SEC Charges Officers of Florida Battery Company with Securities Fraud

Litigation Release No. 24207 / July 19, 2018

Securities and Exchange Commission v. Steven J. Barber and Larry Lee Arrowood, Civil Action No. 6:18-CV-01155 (M.D. Fla.)(Filed July 18, 2018)

On July 18, 2018, the Securities and Exchange Commission filed charges against two officers of Oakridge Global Energy Solutions, Inc., a now defunct Florida-based company that purported to develop and manufacture lithium batteries, for issuing false and misleading press releases to the public.
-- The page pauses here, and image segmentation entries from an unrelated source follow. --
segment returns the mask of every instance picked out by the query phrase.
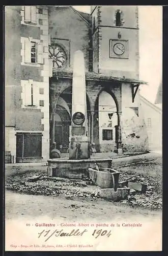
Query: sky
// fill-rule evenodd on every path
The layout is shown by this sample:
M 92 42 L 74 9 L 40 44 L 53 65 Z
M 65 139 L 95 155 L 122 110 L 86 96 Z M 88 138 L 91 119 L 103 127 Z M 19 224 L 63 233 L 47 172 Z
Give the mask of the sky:
M 89 6 L 75 6 L 76 9 L 90 13 Z M 139 6 L 139 79 L 148 82 L 140 86 L 141 94 L 154 103 L 162 80 L 162 6 Z

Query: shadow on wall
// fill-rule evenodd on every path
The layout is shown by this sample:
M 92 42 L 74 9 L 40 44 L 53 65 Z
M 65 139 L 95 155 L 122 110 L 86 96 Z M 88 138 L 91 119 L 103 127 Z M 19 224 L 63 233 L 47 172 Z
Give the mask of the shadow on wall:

The SEC's complaint, filed in federal district court in Orlando, Florida, alleges that Oakridge CEO, Stephen J. Barber, made false and misleading statements in six press releases issued to the public between September 2015 and March 2016 concerning Oakridge and its product and business operations, and that former president, Lee Larry Arrowood, substantially assisted Barber with drafting those press releases while knowing they contained false information. According to the SEC's complaint, Barber and Arrowood issued press releases falsely claiming that Oakridge had signed agreements to supply its battery systems to two other companies, Maritime Tactical Systems, Inc. and Freedom Motors, LLC. In truth, Oakridge had only provided test batteries to those companies for their consideration for possible future orders. The defendants also, among other things, misrepresented that Oakridge had received $250,000 in "immediate booked orders" and more than $20 million in "follow on commitments" for its "state-of-the-art" lithium golf cart batteries, and had "existing pipeline orders" of $24 million for its batteries.

The SEC's complaint alleges that Barber and Arrowood violated Section 10(b) of the Securities Exchange Act of 1934 (Exchange Act) and Rule 10b-5 thereunder. The SEC seeks permanent injunctions, officer-and-director bars, and civil penalties against them.

Without admitting or denying the SEC's allegations, Arrowood has consented to the entry of a final judgment permanently enjoining him from future violations of Exchange Act Section 10(b) and Rule 10b-5, barring him from serving as an officer or director of a public company, and ordering him to pay a civil penalty of $50,000.

The SEC's investigation was conducted by Brian T. James and Kathleen Strandell in the Miami Regional Office, and supervised by Chedly C. Dumornay. The litigation against Barber will be led by Christopher E. Martin.